Labour has not come close to living down its reputation for soft-headed profligacy. The party could have reacted humbly to its ejection from power with its second-lowest vote share in a century. It could have confessed that running a deficit after more than a decade of uninterrupted growth was a mistake, motivated by a big-hearted wish to improve public services. It might have promised some cuts to leftwing causes to prove its chastened seriousness. This is the “concede and move on” route out of the doghouse, and it is the quickest available.

Instead, the party wasted four years defending an economic record that Britons had already judged to be atrocious. “The voters are wrong about this” is not a parody of Labour’s attitude, it is a real sentence uttered by a Labour adviser. The opposition has not earned a hearing for its critique of the government. That critique has some force. Even if Mr Balls did not hurt Mr Osborne, he poked holes in the Autumn Statement in his newly tempered style. He can present Mr Osborne’s principal announcement, a revised system of stamp duty, as a plagiarised and adapted version of his own tax on expensive homes. It is not obvious, however, that anybody is listening.

So while the Autumn Statement will be parsed for populist symbolism — the strikes on banks and corporations, the pitch to aspirant homeowners, the building projects in marginal constituencies — Mr Osborne’s political work was largely done when Labour refused a reckoning with its own past at the start of this parliament. The recovery has helped the Tories but voters already favoured them to manage the economy even when growth was anaemic.

None of this assures victory in May: in some polls, the Conservatives led Labour on perceived economic competence on the eve of their rout in 1997. It just means that a Tory loss this time will have less to do with the economy than with reservations about their character and motives that have never gone away. The party’s inability to soften its hard image, Labour’s inability to show it can govern sanely — these are the parallel failures that shape our politics.
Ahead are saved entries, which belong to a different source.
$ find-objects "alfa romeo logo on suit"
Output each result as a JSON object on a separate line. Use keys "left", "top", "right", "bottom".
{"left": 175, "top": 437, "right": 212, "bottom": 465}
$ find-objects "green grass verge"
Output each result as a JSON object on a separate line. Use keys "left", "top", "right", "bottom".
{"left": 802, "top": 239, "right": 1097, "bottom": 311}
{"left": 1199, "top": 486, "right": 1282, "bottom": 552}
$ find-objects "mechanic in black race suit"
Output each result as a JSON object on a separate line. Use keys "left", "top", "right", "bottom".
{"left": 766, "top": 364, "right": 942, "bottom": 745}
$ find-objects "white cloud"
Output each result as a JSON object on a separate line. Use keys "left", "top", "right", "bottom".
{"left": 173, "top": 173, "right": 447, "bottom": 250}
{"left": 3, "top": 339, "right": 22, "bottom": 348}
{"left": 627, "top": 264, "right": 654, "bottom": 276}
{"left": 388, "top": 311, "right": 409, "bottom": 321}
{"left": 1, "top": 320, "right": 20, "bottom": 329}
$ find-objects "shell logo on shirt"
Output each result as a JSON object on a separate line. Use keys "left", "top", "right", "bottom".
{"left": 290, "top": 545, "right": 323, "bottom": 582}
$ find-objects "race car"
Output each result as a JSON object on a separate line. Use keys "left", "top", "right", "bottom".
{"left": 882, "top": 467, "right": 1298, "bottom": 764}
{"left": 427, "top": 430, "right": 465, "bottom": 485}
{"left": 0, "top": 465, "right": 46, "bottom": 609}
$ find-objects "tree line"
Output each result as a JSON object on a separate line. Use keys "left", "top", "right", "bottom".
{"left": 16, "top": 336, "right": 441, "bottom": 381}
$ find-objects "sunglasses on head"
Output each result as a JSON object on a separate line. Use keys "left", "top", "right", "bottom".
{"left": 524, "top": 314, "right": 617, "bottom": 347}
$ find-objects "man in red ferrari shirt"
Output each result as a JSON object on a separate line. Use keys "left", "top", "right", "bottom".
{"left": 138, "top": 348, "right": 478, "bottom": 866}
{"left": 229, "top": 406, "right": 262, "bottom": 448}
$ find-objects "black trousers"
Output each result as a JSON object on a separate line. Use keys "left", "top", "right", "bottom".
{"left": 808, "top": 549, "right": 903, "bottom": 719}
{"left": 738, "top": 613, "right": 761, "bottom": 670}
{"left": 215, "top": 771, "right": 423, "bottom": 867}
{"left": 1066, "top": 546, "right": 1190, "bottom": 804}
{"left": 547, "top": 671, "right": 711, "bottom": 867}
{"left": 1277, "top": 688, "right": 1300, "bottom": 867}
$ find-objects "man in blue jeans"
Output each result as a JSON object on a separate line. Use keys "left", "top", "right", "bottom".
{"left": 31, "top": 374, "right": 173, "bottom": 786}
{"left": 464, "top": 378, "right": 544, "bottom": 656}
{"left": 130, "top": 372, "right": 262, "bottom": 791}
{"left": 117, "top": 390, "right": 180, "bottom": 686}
Everything hinges on which flaw matters more to voters. The general trend of the polls suggests they are cleaving to security rather than change. It was no coincidence that Mr Osborne, whose icy mien seems genetically engineered to deliver bad news, talked of troubles stalking the global economy. It is perfectly possible to disbelieve the Tories’ pledged tax cuts, ridicule their missed fiscal targets, doubt their sympathy for the working poor — and still favour them over the shabby alternative in an unquiet world. For this, Labour has nobody else to blame.